At a sprawling desk befit for a conqueror sits Dr. Ralph Snyderman. The man who over the past 15 years has annexed a medical school, three hospitals, a nursing school and dozens of research fiefdoms as parts of his empire sits in a chair and seems to survey his conquests for the first time ever.

"My style has always been to plow ahead," he says. "I'm just starting to really look back."

As of July 1, the rheumatologist will have plenty of time to look back upon both the high and low points of the decade and a half he served as chancellor for health affairs. This man from a working-class neighborhood in Brooklyn. N.Y., has led Duke's medical system at a time when many academic health care facilities folded under the strain of managed care.

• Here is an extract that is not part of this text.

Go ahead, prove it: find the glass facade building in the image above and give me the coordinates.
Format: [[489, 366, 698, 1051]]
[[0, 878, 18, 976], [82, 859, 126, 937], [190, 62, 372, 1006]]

Along the way, he has taken missteps that at times threatened his job, the hospitals' credibility and the institution's financial viability. But by all measures of growth, the Duke Medical System is both larger and stronger than it was in 1989 when Snyderman took the helm.

He created Duke University Health System from a collection of acquired hospitals and health care services. He pumped money into basic science research, building several major facilities for laboratory research and creating myriad multi-disciplinary centers. He reinvigorated Duke's thriving clinical enterprises and cemented Duke's place near the top of the medical research world.

"In the end, a leader is judged by what's happened during his or her tenure," said Mike Israel, former chief executive officer of Duke University Hospital. "During the almost nine-year tenure that I had, in every respect Duke--the Medical Center, the research enterprise, the academics, the clinical center--improved, gained more recognition and was used as a model by others.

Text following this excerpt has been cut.